ERROR: mismatch between number of ranks and number of available GPUs

gullbrekken commented 2 months ago

Hello

I want to simulate the included dataset using the BAMBOO force field. I compile the bamboo LAMMPS version with CUDA 12.1.1 and PyTorch 2.1.2. I am on a cluster with a variety of different GPUs, but there are several nodes with Nvidia A100 GPUs, so I choose the Ampere architecture. I change the build.sh file to:

-D CMAKE_CUDA_ARCHITECTURE=80 \
-D Kokkos_ARCH_PASCAL60=no \
-D Kokkos_ARCH_AMPERE80=yes \
-D GPU_ARCH=sm80 \

The compilation completes with some warnings, but no errors.
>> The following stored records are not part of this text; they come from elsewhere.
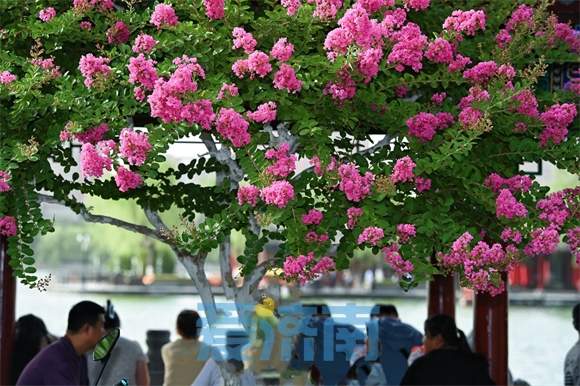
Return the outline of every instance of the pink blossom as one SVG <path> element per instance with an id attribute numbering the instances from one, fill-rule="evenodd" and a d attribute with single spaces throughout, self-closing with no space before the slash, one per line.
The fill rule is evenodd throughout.
<path id="1" fill-rule="evenodd" d="M 369 83 L 379 73 L 379 65 L 383 59 L 382 48 L 368 48 L 358 55 L 357 68 L 364 76 L 364 82 Z"/>
<path id="2" fill-rule="evenodd" d="M 314 275 L 321 275 L 326 272 L 332 271 L 336 268 L 334 260 L 328 256 L 323 256 L 315 265 L 312 267 L 311 272 Z"/>
<path id="3" fill-rule="evenodd" d="M 38 12 L 38 18 L 45 23 L 51 21 L 55 16 L 56 9 L 54 9 L 53 7 L 44 8 L 40 12 Z"/>
<path id="4" fill-rule="evenodd" d="M 100 142 L 99 142 L 100 143 Z M 84 143 L 81 148 L 81 170 L 87 177 L 101 177 L 103 169 L 112 170 L 113 162 L 108 152 L 99 151 L 99 145 Z"/>
<path id="5" fill-rule="evenodd" d="M 482 117 L 481 110 L 466 107 L 459 113 L 459 122 L 464 128 L 469 128 L 475 126 Z"/>
<path id="6" fill-rule="evenodd" d="M 427 47 L 425 56 L 433 63 L 451 63 L 453 61 L 454 48 L 447 40 L 437 38 Z"/>
<path id="7" fill-rule="evenodd" d="M 366 172 L 364 176 L 359 174 L 358 166 L 352 163 L 340 165 L 338 168 L 340 184 L 338 189 L 342 191 L 347 200 L 359 202 L 371 193 L 375 176 Z"/>
<path id="8" fill-rule="evenodd" d="M 324 215 L 317 209 L 310 209 L 308 213 L 302 215 L 302 224 L 304 225 L 320 225 L 324 219 Z"/>
<path id="9" fill-rule="evenodd" d="M 12 216 L 0 217 L 0 235 L 5 237 L 16 236 L 18 233 L 18 226 L 16 219 Z"/>
<path id="10" fill-rule="evenodd" d="M 431 96 L 431 102 L 433 102 L 436 105 L 441 105 L 443 104 L 445 98 L 447 98 L 446 92 L 438 92 Z"/>
<path id="11" fill-rule="evenodd" d="M 0 72 L 0 84 L 10 84 L 16 80 L 16 75 L 10 71 Z"/>
<path id="12" fill-rule="evenodd" d="M 101 141 L 105 133 L 109 131 L 109 126 L 106 123 L 101 123 L 98 126 L 91 127 L 81 133 L 75 133 L 74 137 L 81 143 L 92 143 L 96 145 L 97 142 Z"/>
<path id="13" fill-rule="evenodd" d="M 285 208 L 294 199 L 294 187 L 288 181 L 274 181 L 260 192 L 260 197 L 268 205 Z"/>
<path id="14" fill-rule="evenodd" d="M 175 10 L 169 4 L 157 4 L 149 20 L 157 29 L 176 26 L 179 23 Z"/>
<path id="15" fill-rule="evenodd" d="M 431 0 L 403 0 L 405 8 L 411 8 L 415 11 L 422 11 L 429 8 Z"/>
<path id="16" fill-rule="evenodd" d="M 495 36 L 495 42 L 499 48 L 506 48 L 508 44 L 512 41 L 512 36 L 510 33 L 505 30 L 501 29 L 499 33 Z"/>
<path id="17" fill-rule="evenodd" d="M 540 115 L 544 131 L 540 134 L 540 146 L 546 146 L 548 141 L 557 145 L 566 139 L 568 126 L 576 117 L 576 105 L 572 103 L 554 104 Z"/>
<path id="18" fill-rule="evenodd" d="M 413 169 L 415 168 L 416 164 L 413 162 L 411 157 L 405 156 L 403 158 L 399 158 L 395 163 L 395 167 L 393 168 L 393 173 L 391 174 L 391 181 L 397 184 L 399 182 L 408 182 L 412 181 L 415 175 L 413 174 Z"/>
<path id="19" fill-rule="evenodd" d="M 224 0 L 203 0 L 205 14 L 212 20 L 223 19 L 225 16 Z"/>
<path id="20" fill-rule="evenodd" d="M 129 58 L 129 83 L 140 84 L 148 90 L 153 90 L 157 81 L 156 61 L 147 59 L 143 54 L 136 58 Z"/>
<path id="21" fill-rule="evenodd" d="M 119 153 L 129 162 L 129 165 L 139 166 L 145 163 L 147 154 L 151 150 L 147 133 L 125 128 L 121 130 L 119 143 Z"/>
<path id="22" fill-rule="evenodd" d="M 254 207 L 260 198 L 260 189 L 254 185 L 240 186 L 238 189 L 238 204 L 250 204 Z"/>
<path id="23" fill-rule="evenodd" d="M 551 255 L 560 242 L 560 234 L 554 227 L 538 228 L 532 231 L 531 241 L 524 248 L 528 256 Z"/>
<path id="24" fill-rule="evenodd" d="M 141 178 L 139 173 L 135 173 L 124 166 L 119 166 L 117 167 L 115 183 L 121 192 L 126 192 L 141 186 L 143 184 L 143 178 Z"/>
<path id="25" fill-rule="evenodd" d="M 383 248 L 385 263 L 387 263 L 399 276 L 413 272 L 415 266 L 409 260 L 403 259 L 399 253 L 399 245 L 393 244 Z"/>
<path id="26" fill-rule="evenodd" d="M 10 175 L 9 172 L 0 170 L 0 193 L 7 192 L 10 190 L 11 187 L 8 181 L 10 181 L 11 178 L 12 176 Z"/>
<path id="27" fill-rule="evenodd" d="M 495 214 L 497 218 L 526 217 L 528 210 L 524 204 L 518 202 L 509 189 L 502 189 L 495 200 Z"/>
<path id="28" fill-rule="evenodd" d="M 302 6 L 300 0 L 280 0 L 280 3 L 286 8 L 288 16 L 294 16 Z"/>
<path id="29" fill-rule="evenodd" d="M 423 68 L 423 50 L 427 45 L 427 36 L 421 33 L 419 26 L 408 23 L 400 31 L 393 33 L 391 40 L 395 44 L 387 62 L 394 64 L 398 72 L 403 72 L 405 66 L 419 72 Z"/>
<path id="30" fill-rule="evenodd" d="M 501 232 L 500 237 L 506 243 L 513 241 L 514 243 L 519 244 L 522 242 L 521 232 L 512 228 L 504 228 L 504 230 Z"/>
<path id="31" fill-rule="evenodd" d="M 309 0 L 308 2 L 312 2 Z M 316 9 L 312 13 L 314 17 L 322 20 L 334 19 L 338 10 L 342 7 L 342 0 L 314 0 Z"/>
<path id="32" fill-rule="evenodd" d="M 276 120 L 276 103 L 266 102 L 258 106 L 256 111 L 246 114 L 254 122 L 268 123 Z"/>
<path id="33" fill-rule="evenodd" d="M 85 78 L 85 86 L 91 88 L 95 82 L 107 78 L 111 74 L 111 67 L 108 66 L 109 58 L 87 54 L 81 56 L 79 70 Z"/>
<path id="34" fill-rule="evenodd" d="M 157 45 L 157 43 L 157 40 L 155 40 L 153 36 L 142 33 L 135 38 L 132 50 L 136 54 L 148 54 L 153 51 L 153 48 Z"/>
<path id="35" fill-rule="evenodd" d="M 353 229 L 358 222 L 358 218 L 363 215 L 362 208 L 357 208 L 351 206 L 346 210 L 346 215 L 348 216 L 348 222 L 346 223 L 346 227 L 348 229 Z"/>
<path id="36" fill-rule="evenodd" d="M 290 155 L 290 145 L 282 143 L 277 149 L 268 149 L 266 151 L 266 159 L 275 160 L 273 165 L 266 168 L 266 173 L 274 177 L 288 177 L 294 170 L 296 170 L 296 155 Z"/>
<path id="37" fill-rule="evenodd" d="M 294 53 L 294 45 L 287 38 L 280 38 L 270 51 L 270 55 L 281 62 L 287 62 Z"/>
<path id="38" fill-rule="evenodd" d="M 117 21 L 107 30 L 107 41 L 109 44 L 123 44 L 129 41 L 129 28 L 122 21 Z"/>
<path id="39" fill-rule="evenodd" d="M 249 123 L 244 117 L 230 108 L 221 108 L 218 114 L 216 128 L 234 147 L 243 147 L 250 143 Z"/>
<path id="40" fill-rule="evenodd" d="M 367 227 L 363 229 L 361 234 L 358 236 L 356 243 L 358 245 L 368 243 L 372 246 L 376 246 L 385 237 L 385 232 L 379 227 Z"/>
<path id="41" fill-rule="evenodd" d="M 232 31 L 234 37 L 234 46 L 232 48 L 243 48 L 246 54 L 251 54 L 256 49 L 256 39 L 251 33 L 246 32 L 242 27 L 235 27 Z"/>
<path id="42" fill-rule="evenodd" d="M 282 63 L 280 69 L 274 75 L 274 88 L 296 93 L 302 89 L 302 81 L 296 78 L 296 73 L 291 66 Z"/>
<path id="43" fill-rule="evenodd" d="M 483 11 L 453 11 L 443 22 L 443 29 L 474 36 L 478 30 L 485 30 L 485 13 Z"/>
<path id="44" fill-rule="evenodd" d="M 415 237 L 417 230 L 413 224 L 399 224 L 397 225 L 397 235 L 399 236 L 399 242 L 405 244 L 412 237 Z"/>
<path id="45" fill-rule="evenodd" d="M 415 177 L 415 187 L 418 192 L 425 192 L 431 189 L 431 179 L 423 177 Z"/>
I try to run the included in.lammps file with this line in the slurm script: srun /cluster/home/oystegul/bamboo/pair/lammps/output/lmp -k on g 1 -sf kk -in in.lammps

I assign one A100 GPU in one node in my slurm script: #SBATCH --gres=gpu:a100:1 The node also has 64 CPUs, and I use all of them: #SBATCH --ntasks-per-node=64

I get this error when I try to run in.lammps:

ERROR: pair_bamboo: mismatch between number of ranks and number of available GPUs (src/pair_bamboo.cpp:67)
Last command: pair_style      bamboo 5.0 5.0 10.0 1

I have checked the device_count by print(torch.cuda.device_count()) and it is 1. This is the GPU used: NVIDIA A100-SXM4-80GB

Why I am getting this error?

Also, it would be great if you could explain the parameters used in the pair_style bamboo command in the documentation.
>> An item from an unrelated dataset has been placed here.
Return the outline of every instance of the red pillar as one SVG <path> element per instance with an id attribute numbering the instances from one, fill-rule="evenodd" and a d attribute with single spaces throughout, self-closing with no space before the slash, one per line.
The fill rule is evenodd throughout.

gullbrekken commented 2 months ago

Ok, after some more testing, I found out how to fix this. I had to set #SBATCH --ntasks-per-node=1 in the slurm script so that nprocs = 1. However, this means that only the GPU is used. I assume that this version of LAMMPS is optimized for running only on GPUs then, and adding CPUs into the mix would not be beneficial?

muzhenliang commented 2 months ago

Thank you for raising this issue. The primary bottleneck during Molecular Dynamics (MD) simulations is the model inference step, which consumes the majority of the runtime.

Given this, increasing the number of CPUs does not yield significant performance improvements. While you might observe a minor speedup with additional CPUs, the overall impact is minimal due to the inference step's dominance in the computational workload.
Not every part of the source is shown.